Feasibility of machine learning-based modeling and prediction to assess osteosarcoma outcomes

Affiliations

Feasibility of machine learning-based modeling and prediction to assess osteosarcoma outcomes

Qinfei Zhao et al. Sci Rep. .

Abstract

Osteosarcoma, an aggressive bone malignancy predominantly affecting children and adolescents, is characterized by a poor prognosis and high mortality rates. The development of reliable prognostic tools is critical for advancing personalized treatment strategies. However, identifying robust gene signatures to predict osteosarcoma outcomes remains a significant challenge. In this study, we analyzed gene expression data from 138 osteosarcoma samples across two multicenter cohorts and identified 14 consensus prognosis-associated genes via univariate Cox regression analysis. Using 66 combinations of 10 machine learning (ML) algorithms, we developed a machine learning-derived prognostic signature (MLDPS) optimized by the average C-index across TARGET, GSE21257, and merged cohorts. The MLDPS effectively stratified osteosarcoma patients into high- and low-risk score groups, achieving strong predictive performance for 1-, 3-, and 5-year overall survival (AUC range: 0.852 - 0.963). The MLDPS, comprising seven genes (CTNNBIP1, CORT, DLX2, TERT, BBS4, SLC7A1, NKX2-3), exhibited superior predictive accuracy compared to 10 established gene signatures.
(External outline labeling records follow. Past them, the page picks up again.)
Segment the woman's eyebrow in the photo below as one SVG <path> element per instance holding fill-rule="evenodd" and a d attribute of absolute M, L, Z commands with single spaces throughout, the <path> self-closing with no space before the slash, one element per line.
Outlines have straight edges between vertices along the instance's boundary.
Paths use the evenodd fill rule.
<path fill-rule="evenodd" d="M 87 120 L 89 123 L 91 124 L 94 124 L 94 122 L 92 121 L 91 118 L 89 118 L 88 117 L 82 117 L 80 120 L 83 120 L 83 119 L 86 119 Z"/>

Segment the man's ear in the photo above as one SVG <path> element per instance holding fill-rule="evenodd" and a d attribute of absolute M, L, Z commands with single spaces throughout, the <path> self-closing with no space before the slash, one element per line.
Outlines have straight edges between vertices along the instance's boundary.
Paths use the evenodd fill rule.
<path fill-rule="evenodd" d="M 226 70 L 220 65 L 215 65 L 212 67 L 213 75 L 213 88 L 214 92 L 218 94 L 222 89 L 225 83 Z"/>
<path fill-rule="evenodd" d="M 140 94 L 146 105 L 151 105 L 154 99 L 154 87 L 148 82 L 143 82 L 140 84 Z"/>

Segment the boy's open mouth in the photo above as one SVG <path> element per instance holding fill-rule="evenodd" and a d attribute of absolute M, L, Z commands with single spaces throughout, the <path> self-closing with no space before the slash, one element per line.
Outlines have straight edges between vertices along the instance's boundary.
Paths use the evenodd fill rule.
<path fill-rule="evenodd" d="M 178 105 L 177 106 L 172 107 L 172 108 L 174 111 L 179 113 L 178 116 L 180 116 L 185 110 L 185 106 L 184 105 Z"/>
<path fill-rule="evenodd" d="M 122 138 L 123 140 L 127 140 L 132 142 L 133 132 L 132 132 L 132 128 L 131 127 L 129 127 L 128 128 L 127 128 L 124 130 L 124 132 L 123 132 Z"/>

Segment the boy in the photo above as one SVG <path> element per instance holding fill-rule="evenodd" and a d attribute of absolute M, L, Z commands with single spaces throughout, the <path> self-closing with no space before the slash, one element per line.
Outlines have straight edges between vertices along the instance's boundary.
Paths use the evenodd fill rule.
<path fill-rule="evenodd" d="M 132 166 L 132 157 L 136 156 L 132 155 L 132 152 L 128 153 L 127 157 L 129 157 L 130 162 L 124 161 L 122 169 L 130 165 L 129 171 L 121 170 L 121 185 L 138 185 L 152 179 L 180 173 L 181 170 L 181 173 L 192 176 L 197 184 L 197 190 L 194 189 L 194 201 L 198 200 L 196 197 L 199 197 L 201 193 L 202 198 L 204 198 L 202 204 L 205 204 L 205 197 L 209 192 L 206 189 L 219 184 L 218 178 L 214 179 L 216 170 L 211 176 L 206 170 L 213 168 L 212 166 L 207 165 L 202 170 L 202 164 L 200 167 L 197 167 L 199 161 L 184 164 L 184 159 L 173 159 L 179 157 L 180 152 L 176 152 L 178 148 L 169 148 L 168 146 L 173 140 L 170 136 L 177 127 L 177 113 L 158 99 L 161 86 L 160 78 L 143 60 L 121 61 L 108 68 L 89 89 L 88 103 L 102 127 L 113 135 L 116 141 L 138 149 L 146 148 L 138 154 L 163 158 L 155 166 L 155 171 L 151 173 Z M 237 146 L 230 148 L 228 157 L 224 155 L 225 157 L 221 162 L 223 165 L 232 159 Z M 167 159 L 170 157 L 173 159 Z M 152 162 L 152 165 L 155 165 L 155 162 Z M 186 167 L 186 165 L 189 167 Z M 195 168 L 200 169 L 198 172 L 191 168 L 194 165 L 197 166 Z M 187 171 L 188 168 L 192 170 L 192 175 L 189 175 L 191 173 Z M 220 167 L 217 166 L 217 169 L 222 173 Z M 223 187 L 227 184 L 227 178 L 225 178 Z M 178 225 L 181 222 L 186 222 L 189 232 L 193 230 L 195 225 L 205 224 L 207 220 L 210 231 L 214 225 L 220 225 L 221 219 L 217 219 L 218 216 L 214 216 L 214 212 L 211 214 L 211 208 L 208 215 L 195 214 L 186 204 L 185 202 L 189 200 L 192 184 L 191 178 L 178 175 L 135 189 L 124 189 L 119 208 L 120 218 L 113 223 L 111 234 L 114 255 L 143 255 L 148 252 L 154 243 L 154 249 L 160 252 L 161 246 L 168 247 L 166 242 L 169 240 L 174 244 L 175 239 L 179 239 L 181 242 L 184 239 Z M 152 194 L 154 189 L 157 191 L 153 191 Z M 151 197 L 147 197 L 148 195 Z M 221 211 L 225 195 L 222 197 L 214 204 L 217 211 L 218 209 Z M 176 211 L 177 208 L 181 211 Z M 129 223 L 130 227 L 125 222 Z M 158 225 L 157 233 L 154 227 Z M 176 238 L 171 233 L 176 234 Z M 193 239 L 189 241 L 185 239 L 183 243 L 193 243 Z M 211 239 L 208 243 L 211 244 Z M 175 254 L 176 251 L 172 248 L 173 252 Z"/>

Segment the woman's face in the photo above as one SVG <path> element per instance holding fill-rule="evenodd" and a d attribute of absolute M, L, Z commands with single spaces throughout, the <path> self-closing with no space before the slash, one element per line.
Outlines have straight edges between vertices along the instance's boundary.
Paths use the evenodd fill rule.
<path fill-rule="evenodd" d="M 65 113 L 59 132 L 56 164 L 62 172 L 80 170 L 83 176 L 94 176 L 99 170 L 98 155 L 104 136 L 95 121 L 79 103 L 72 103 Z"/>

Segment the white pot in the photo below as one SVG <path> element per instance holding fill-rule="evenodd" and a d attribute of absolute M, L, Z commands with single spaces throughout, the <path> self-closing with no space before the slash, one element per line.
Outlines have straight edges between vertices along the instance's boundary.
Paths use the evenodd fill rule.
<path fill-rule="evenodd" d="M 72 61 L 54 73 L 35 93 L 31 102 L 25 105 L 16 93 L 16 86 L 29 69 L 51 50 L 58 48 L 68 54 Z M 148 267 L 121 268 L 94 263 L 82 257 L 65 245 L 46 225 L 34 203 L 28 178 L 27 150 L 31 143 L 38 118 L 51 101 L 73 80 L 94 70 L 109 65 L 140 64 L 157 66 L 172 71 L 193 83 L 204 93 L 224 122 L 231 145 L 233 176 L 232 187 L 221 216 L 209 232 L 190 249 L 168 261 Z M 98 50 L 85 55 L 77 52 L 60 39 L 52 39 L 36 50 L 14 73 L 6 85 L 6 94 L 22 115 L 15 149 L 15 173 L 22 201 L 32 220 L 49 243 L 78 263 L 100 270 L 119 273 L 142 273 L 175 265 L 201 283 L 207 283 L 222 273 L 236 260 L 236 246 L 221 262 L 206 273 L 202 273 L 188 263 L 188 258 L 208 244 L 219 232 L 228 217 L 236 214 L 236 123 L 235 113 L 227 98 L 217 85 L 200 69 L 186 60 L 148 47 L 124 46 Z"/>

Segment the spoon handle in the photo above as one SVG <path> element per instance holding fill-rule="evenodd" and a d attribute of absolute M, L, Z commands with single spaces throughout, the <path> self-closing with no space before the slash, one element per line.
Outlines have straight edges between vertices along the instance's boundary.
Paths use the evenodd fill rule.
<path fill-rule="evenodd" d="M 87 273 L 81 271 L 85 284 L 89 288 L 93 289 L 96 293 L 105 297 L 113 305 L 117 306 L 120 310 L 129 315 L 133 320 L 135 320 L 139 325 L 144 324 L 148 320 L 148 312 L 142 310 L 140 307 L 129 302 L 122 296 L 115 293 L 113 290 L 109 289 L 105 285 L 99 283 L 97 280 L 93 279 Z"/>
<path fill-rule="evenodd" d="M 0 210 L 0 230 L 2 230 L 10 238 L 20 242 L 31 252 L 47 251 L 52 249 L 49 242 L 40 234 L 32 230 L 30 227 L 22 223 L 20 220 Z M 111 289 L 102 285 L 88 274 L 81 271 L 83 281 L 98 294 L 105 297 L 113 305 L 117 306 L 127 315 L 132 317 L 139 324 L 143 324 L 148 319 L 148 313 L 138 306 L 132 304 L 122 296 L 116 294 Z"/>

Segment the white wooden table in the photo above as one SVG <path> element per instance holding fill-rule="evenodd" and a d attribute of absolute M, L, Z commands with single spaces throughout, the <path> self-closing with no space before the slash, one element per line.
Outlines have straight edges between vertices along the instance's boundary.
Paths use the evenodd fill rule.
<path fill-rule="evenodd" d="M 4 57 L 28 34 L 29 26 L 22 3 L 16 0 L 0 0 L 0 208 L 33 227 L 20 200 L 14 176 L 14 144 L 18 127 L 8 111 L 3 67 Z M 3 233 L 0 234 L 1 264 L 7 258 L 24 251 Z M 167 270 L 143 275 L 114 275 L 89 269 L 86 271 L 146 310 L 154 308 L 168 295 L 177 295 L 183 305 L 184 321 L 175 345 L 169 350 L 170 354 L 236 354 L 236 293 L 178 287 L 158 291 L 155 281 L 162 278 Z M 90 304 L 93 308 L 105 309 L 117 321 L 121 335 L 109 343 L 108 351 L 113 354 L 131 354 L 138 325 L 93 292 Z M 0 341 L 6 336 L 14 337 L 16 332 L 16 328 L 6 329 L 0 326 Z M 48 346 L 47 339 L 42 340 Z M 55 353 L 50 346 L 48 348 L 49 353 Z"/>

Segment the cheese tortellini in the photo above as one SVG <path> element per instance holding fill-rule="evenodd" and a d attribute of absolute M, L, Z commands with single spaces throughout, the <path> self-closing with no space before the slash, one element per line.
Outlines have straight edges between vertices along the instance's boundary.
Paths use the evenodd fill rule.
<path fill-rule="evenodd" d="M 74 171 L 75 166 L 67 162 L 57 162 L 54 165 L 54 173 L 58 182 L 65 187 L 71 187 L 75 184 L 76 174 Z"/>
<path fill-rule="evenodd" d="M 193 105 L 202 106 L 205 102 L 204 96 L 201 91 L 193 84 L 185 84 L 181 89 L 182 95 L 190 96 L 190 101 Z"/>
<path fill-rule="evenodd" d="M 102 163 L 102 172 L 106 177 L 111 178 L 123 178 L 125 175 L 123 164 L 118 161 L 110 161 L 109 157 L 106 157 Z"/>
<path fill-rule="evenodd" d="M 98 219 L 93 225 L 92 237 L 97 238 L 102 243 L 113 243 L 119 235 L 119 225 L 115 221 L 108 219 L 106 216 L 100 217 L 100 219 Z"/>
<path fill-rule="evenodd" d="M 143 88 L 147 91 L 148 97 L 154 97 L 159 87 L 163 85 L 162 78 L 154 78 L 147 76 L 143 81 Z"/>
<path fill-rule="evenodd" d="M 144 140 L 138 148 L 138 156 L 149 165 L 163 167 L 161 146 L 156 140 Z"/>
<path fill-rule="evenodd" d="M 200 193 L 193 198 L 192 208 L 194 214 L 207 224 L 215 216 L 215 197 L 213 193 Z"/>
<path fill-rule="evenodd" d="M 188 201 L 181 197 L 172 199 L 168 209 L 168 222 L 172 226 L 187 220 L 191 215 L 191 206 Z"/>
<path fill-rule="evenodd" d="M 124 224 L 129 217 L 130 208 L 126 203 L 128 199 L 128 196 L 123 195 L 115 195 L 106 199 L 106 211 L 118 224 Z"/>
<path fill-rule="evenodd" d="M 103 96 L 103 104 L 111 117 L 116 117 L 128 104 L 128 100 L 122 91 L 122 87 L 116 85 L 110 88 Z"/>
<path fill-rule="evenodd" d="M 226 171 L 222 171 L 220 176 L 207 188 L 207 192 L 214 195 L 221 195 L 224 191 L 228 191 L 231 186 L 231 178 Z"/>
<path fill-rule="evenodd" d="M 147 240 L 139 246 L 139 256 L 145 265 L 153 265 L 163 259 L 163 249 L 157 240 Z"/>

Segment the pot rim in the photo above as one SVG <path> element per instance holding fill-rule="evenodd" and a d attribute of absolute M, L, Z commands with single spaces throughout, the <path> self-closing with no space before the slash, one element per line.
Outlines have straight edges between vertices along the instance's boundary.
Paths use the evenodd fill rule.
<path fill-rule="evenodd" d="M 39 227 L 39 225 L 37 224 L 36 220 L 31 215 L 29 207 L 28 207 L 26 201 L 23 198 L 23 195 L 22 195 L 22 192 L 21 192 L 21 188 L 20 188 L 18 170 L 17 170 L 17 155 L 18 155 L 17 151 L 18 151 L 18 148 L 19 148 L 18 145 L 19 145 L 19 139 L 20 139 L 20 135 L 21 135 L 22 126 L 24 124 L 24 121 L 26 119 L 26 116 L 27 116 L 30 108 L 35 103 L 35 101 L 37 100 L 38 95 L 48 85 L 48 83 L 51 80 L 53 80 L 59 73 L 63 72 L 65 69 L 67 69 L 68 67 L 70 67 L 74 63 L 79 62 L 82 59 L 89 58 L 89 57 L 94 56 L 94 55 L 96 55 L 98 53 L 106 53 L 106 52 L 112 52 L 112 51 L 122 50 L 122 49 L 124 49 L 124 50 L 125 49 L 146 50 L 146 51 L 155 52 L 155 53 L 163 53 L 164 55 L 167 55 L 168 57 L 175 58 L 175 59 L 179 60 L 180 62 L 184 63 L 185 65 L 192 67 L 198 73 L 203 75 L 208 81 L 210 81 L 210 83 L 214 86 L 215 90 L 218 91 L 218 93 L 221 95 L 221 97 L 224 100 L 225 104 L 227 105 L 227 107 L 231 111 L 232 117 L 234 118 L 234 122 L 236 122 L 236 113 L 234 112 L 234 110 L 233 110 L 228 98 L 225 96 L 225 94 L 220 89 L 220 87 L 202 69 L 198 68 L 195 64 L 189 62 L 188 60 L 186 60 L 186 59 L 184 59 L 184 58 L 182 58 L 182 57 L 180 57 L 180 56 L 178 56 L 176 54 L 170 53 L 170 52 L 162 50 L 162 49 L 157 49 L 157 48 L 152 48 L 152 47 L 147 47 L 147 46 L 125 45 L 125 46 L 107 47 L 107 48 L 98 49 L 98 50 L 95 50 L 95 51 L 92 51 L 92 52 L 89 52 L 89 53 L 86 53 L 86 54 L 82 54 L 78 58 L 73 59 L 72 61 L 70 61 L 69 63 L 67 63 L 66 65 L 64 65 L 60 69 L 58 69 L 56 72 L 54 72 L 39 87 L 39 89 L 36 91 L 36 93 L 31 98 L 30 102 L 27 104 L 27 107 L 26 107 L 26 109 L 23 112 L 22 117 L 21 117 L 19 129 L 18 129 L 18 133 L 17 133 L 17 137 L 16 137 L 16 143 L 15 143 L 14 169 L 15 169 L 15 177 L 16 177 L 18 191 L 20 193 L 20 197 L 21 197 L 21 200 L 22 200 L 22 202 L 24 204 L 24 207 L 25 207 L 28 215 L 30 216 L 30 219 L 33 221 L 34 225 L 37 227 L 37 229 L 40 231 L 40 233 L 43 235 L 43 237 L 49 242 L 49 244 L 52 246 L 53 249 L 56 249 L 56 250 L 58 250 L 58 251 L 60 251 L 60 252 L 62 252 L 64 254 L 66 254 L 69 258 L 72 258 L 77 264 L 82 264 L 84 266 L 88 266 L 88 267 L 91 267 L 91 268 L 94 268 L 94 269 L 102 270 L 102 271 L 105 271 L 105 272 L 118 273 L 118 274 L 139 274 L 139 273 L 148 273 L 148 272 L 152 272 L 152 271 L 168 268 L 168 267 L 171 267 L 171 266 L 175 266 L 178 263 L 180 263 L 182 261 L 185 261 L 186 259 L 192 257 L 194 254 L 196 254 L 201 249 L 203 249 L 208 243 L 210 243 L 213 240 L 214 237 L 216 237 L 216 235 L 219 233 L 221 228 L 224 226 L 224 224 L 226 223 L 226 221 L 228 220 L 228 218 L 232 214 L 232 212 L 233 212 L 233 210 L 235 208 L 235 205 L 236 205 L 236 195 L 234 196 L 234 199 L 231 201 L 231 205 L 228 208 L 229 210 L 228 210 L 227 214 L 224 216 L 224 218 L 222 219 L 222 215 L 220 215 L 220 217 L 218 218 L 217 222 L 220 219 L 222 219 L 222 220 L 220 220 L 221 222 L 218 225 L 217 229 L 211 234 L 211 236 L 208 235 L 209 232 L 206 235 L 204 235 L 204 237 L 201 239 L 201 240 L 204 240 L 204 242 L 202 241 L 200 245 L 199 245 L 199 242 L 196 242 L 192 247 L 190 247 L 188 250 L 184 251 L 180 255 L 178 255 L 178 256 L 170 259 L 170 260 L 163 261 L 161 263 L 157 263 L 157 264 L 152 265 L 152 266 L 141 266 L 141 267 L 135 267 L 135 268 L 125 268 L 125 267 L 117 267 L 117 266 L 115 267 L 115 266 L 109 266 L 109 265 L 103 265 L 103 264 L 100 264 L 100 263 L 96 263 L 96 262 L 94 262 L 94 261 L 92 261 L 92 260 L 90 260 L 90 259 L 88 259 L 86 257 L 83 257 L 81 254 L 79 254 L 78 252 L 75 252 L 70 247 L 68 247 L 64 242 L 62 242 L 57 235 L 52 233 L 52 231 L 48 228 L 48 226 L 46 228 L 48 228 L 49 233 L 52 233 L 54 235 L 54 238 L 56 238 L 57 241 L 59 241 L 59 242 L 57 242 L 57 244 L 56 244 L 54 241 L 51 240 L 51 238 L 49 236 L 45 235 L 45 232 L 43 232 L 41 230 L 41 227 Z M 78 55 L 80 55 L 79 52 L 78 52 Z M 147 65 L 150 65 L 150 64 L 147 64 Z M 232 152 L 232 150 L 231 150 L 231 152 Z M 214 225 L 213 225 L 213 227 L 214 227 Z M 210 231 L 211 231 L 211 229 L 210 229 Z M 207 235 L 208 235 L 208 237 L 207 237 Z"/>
The findings of the MLDPS carry significant clinical implications for osteosarcoma treatment. Patients with a high-risk score demonstrated worse prognosis, increased metastasis risk, reduced immune infiltrations, and greater sensitivity to immunotherapy. Conversely, low-risk patients exhibited prolonged survival and distinct drug sensitivities. These findings underscore the potential of MLDPS to guide risk stratification, inform personalized therapeutic strategies, and improve clinical management in osteosarcoma.

Keywords: Machine learning; Osteosarcoma; Prognosis; Risk score; Tumor immunotherapy.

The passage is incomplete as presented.